In total, 10 149 (3379 men and 6770 women) high-risk individuals aged 18–87 years were contacted between 17 January 2004 and 28 August 2007; 8353 of them had OGTT. Of them 5523 individuals participated in the follow-up visits, and 1-year follow-up information (defined by visits between 17 January 2005 and 12 June 2008) was available for 3880 individuals (1339 men and 2541 women). Of these individuals, 444 had screen-detected T2D, while 638 individuals did not participate in the OGTT at the baseline and were excluded from this study.
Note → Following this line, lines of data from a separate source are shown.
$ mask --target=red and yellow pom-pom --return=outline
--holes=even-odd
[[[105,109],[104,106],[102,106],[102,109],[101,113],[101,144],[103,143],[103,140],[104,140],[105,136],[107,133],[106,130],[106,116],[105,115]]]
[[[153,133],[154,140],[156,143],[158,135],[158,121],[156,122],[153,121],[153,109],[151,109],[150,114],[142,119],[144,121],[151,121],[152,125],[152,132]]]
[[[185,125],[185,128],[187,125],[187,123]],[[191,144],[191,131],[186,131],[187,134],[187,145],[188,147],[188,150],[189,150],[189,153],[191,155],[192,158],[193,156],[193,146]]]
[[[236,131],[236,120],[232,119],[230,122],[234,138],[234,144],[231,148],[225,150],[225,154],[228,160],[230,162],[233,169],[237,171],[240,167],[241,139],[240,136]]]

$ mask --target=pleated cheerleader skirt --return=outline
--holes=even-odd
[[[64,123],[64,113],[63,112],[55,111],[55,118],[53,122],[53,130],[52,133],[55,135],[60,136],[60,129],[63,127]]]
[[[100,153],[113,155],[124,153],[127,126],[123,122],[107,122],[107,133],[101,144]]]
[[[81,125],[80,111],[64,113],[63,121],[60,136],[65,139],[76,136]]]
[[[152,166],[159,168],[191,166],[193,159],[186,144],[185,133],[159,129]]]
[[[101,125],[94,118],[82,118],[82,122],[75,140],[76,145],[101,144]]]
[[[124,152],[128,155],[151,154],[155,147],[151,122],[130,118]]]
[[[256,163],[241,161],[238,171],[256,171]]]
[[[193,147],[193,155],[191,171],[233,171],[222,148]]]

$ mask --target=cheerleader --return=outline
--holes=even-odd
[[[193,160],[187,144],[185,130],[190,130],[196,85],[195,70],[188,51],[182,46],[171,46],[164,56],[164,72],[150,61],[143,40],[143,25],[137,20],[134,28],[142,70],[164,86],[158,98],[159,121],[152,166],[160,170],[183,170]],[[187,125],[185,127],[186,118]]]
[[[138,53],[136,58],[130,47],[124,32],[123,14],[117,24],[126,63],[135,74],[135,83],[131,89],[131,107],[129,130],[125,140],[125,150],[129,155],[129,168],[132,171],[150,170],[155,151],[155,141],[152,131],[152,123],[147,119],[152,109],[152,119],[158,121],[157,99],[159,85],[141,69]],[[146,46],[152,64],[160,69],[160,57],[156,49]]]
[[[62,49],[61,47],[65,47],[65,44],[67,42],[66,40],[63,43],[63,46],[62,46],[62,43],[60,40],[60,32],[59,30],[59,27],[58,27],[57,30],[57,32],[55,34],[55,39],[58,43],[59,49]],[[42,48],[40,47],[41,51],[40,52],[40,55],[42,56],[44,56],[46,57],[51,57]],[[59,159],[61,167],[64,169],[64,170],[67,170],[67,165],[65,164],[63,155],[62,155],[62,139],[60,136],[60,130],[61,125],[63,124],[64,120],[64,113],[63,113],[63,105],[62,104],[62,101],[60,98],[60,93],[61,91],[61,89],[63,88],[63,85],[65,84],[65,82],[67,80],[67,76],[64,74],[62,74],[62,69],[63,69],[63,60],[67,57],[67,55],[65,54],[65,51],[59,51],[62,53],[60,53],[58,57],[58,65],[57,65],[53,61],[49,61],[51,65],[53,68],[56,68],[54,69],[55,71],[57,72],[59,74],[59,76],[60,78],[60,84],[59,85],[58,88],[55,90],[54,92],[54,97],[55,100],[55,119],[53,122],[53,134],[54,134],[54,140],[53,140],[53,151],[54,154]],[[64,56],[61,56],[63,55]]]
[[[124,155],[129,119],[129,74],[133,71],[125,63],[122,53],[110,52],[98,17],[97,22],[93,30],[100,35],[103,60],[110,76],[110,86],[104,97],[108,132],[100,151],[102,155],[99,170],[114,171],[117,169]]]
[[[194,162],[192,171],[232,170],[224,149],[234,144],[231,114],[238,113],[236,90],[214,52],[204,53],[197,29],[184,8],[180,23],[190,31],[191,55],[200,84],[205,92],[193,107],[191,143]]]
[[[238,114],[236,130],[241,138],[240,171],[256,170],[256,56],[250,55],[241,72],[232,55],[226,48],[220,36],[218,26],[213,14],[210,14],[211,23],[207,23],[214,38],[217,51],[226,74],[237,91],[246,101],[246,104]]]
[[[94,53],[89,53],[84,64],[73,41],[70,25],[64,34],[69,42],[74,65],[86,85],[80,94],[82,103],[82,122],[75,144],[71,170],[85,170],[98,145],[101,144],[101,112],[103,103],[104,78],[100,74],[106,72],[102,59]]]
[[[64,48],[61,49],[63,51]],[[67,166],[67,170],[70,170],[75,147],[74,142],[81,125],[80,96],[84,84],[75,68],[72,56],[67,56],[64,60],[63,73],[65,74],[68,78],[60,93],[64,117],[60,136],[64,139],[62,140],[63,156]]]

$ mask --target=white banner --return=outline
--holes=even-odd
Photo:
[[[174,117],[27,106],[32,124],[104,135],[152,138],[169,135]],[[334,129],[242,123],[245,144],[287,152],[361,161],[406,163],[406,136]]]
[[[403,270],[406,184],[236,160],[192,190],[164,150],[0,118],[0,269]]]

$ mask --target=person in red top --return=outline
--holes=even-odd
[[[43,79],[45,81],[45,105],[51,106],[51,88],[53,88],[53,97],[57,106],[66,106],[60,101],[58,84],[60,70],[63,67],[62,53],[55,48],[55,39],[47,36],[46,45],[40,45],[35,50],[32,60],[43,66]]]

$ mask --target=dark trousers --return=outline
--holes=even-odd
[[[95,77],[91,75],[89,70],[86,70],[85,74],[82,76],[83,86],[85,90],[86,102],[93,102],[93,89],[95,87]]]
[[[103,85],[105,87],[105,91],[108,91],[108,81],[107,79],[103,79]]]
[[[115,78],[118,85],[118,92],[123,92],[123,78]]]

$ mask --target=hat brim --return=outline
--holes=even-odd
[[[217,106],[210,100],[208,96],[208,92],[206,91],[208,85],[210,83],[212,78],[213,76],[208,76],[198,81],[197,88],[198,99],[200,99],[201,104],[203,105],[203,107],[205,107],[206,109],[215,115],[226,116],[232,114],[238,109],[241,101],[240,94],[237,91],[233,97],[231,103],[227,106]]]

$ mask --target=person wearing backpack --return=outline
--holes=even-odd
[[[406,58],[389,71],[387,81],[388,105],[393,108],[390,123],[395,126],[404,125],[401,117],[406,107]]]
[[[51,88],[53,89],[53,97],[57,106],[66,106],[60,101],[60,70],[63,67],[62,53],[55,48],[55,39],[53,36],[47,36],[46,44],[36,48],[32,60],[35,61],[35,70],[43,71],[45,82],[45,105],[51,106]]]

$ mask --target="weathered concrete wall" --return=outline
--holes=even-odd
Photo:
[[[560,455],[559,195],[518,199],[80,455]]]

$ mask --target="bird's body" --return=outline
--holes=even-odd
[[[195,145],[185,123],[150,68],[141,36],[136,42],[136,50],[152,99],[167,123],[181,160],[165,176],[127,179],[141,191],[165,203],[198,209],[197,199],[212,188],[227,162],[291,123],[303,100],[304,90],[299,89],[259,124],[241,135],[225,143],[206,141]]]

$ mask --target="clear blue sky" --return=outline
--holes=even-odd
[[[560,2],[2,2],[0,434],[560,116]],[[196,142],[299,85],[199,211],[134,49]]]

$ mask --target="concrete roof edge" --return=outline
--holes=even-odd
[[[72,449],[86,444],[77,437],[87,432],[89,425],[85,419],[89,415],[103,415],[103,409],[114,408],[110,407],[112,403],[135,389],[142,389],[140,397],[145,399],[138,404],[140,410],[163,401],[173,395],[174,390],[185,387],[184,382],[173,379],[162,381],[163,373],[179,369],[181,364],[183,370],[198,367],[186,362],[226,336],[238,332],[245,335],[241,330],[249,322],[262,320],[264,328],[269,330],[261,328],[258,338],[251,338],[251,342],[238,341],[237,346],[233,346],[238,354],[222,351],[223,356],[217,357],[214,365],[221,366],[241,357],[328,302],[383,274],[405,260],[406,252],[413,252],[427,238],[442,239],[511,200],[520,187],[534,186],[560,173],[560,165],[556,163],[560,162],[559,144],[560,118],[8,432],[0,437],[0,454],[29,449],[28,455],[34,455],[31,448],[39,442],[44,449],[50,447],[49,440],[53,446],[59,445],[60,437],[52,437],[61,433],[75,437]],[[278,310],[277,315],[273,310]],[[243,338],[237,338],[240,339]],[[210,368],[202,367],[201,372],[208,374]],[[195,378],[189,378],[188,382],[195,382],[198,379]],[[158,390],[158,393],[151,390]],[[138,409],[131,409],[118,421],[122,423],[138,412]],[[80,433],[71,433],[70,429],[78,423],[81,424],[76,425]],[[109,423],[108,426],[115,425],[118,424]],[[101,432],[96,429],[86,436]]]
Thus 2798 individuals participated in this study.15
There were altogether 484 (17.3%) statin users at baseline among them. Twenty-six of them (5.4%) had started statin use no later than 270 days after the first visit.
Statistical analyses were performed by using SAS (V.9.2) for Windows and they were based on percentage distributions and χ2 test and independent sample t test. Analysis of covariance (ANCOVA) was used to study the differences between the statin users and non-users in changes of fasting glucose values during the follow-up after adjusting for age, sex, weight, CVD disease, use of antihypertensive and/or coronary artery disease medication and fasting glucose at baseline and 1-year weight change as a continuous variable. Furthermore, separate logistic regression analyses were conducted for statin users and non-users to study the effect of weight loss (≤0.8 or >0.8 kg) on T2D risk after adjusting for age, sex, weight, CVD diseases, use of above-mentioned medication and glucose tolerance and at the baseline.